The region formerly know by the Spanish Viceroyalty as “Upper Peru” won independence from Spain in 1825; Bolivia was named in honor of Simón Bolívar, the persistent champion of Spanish American Wars for Independence. However, almost 200 years later the country which claims the largest proportional population of indigenous people in South America continues to struggle. Both the legacy that colonization left behind and the added stresses of trying to preserve its indigenous history within a 21st century context continue to affect Bolivians.

Bolivian Mother Commuting Home with her Kids After a Day in La Paz
Bolivian Mother Commuting Home with her Kids After a Day in La Paz. Photo Courtesy of Brandon Knopp

Bolivia began as a multi-ethnic, highly divided nation, where rich elites of Spanish descent continued to control power and money while the indigenous poor struggled to maintain their way of life as farmers and small-time traders on the fringes of urban society. Today, problems of poverty remain even though more than 60 percent of Bolivians self-identify as indigenous. It wasn’t until 2005, with the election of Bolivia’s first indigenous president, that the issue of poverty was publicly declared to be a consequence of the country’s colonial history.
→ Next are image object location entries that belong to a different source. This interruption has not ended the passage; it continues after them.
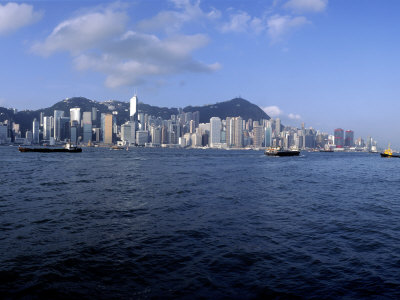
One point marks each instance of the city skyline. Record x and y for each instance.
(320, 62)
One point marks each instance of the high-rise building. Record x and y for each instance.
(35, 131)
(215, 134)
(4, 133)
(277, 127)
(87, 127)
(65, 128)
(192, 126)
(268, 137)
(238, 133)
(47, 126)
(41, 119)
(108, 129)
(58, 114)
(128, 133)
(155, 133)
(142, 137)
(74, 132)
(349, 138)
(75, 115)
(164, 134)
(258, 136)
(133, 108)
(339, 138)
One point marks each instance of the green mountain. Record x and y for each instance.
(237, 107)
(232, 108)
Within the first months of his presidency, Aymara leader Evo Morales began to fight for the protection of indigenous rights, as a way to eradicate the poverty that had been burdening his people for decades.

Coming from a humble background of coca farming and llama herding, Morales’ victory became a symbol of the indigenous majority’s power over the future of the nation. A year into his first term, Morales shocked the world by nationalizing all of Bolivia’s natural gas reserves claiming that the resource belonged to the people of Bolivia and not to foreign money. This represented a major step towards Bolivian decolonization in the 21st century. For the first time since Bolivia’s champion of independence, Bolívar, it seemed that Bolivians had a role model to look towards, one who stood for the protection of his people from foreign rule.
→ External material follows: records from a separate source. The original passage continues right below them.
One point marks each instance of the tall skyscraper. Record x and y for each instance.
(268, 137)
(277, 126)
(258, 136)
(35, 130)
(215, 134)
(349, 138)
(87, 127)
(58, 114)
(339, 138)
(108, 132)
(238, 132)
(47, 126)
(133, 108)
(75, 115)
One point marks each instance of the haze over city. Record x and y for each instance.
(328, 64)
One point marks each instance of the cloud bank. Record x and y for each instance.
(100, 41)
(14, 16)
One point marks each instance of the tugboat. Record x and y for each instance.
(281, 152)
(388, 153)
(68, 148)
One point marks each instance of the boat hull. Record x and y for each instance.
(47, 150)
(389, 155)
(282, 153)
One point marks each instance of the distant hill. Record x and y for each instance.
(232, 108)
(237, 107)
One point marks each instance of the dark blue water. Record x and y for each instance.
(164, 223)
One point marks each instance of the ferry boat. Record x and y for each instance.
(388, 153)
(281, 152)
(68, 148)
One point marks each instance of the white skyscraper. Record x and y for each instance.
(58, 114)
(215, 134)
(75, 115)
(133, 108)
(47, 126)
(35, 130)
Bolivians with their cattle

Not all efforts in the name of indigenous rights proved to rely on militant expropriation. Morales also supported the majority population with his public stance on cultural preservation. He increased the prevalence of indigenous language instruction in schools across the country. Morales protected the livelihood of coca farmers by opposing United States pressures to prohibit the growing of the plant, which is at the center of spiritual and economic life for rural Bolivians. Shortly after taking presidency, Morales organized a Constituent Assembly which passed a Constitutional Referendum a few years later in favor of indigenous rights. The new constitution enacted in 2009 recognizes 37 official languages aside from Spanish, restricts private land ownership, and defines Bolivia as a plurinational secular state.  
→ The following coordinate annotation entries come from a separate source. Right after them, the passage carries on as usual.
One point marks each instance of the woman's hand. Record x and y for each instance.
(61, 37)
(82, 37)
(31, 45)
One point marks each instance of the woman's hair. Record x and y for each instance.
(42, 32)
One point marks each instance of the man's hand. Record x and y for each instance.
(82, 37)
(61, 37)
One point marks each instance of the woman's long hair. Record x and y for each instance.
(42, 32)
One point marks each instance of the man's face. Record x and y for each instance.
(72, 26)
All of these efforts are part of the campaign to eliminate poverty, by way of supporting the indigenous population it heavily weighs upon. While many other developing nations have sought the path of first world aid and 21st century education, Bolivia has remained an adamant opponent to westernization and continues to deal with the positive and negative consequences of their position. Only time will tell how effective this approach is at accomplishing its goals, while the government continues to work on implementing new policies Bolivia’s neighbors as well as the rest of the world look on with eager if not anxious eyes.